Proceedings of the 22nd international conference on World Wide Web
Analyzing and defending against web-based malware
ACM Computing Surveys (CSUR)
| Hi-index | 0.00 |
Rogue antivirus software has recently received extensive attention, justified by the diffusion and efficacy of its propagation. We present a longitudinal analysis of the rogue antivirus threat ecosystem, focusing on the structure and dynamics of this threat and its economics. To that end, we compiled and mined a large dataset of characteristics of rogue antivirus domains and of the servers that host them. The contributions of this paper are threefold.

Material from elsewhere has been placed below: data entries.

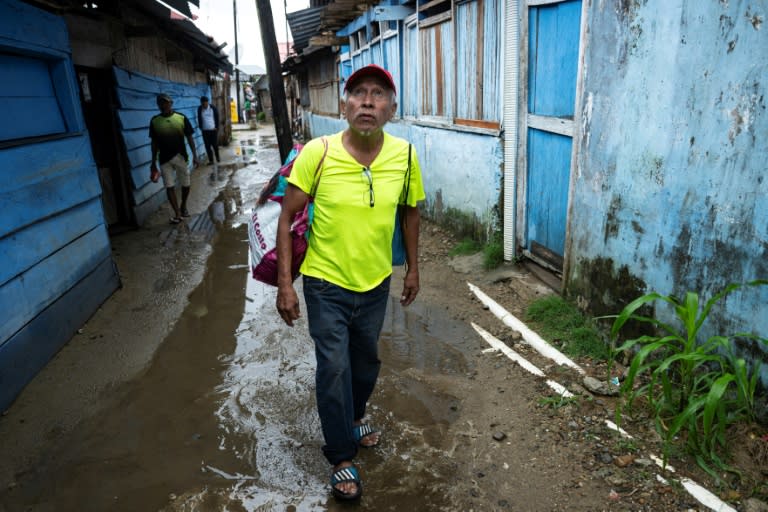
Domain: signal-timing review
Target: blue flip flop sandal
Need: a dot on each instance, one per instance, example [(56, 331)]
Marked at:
[(362, 431), (343, 475)]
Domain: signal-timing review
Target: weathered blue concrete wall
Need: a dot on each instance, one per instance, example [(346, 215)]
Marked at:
[(670, 191), (462, 170)]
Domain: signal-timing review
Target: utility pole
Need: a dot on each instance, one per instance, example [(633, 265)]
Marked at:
[(275, 73), (237, 61)]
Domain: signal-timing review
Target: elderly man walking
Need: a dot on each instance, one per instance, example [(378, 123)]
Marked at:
[(167, 130), (347, 269)]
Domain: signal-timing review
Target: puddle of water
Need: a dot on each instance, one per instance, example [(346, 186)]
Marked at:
[(225, 417)]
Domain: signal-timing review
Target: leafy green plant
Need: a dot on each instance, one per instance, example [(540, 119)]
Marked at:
[(557, 319), (466, 246), (695, 389)]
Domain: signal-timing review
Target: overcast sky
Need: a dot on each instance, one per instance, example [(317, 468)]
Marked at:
[(215, 18)]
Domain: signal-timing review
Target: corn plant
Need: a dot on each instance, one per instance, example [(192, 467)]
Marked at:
[(695, 388)]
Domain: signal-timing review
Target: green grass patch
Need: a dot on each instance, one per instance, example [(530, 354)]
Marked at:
[(493, 254), (561, 323), (466, 246)]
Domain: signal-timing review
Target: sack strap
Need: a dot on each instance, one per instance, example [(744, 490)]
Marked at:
[(407, 184), (319, 169), (406, 188)]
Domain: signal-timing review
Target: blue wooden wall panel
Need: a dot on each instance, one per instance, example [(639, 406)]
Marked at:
[(44, 237), (28, 98), (412, 77), (23, 297), (549, 161), (467, 79), (28, 351), (391, 54), (554, 46), (437, 54), (53, 238), (492, 60), (51, 176)]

Firstly, we offer the first, to our knowledge, broad analysis of the infrastructure underpinning the distribution of rogue security software by tracking 6,500 malicious domains. Secondly, we show how to apply attack attribution methodologies to correlate campaigns likely to be associated to the same individuals or groups. By using these techniques, we identify 127 rogue security software campaigns comprising 4,549 domains. Finally, we contextualize our findings by comparing them to a different threat ecosystem, that of browser exploits. We underline the profound difference in the structure of the two threats, and we investigate the root causes of this difference by analyzing the economic balance of the rogue antivirus ecosystem. We track 372,096 victims over a period of 2 months and we take advantage of this information to retrieve monetization insights. While applied to a specific threat type, the methodology and the lessons learned from this work are of general applicability to develop a better understanding of the threat economies.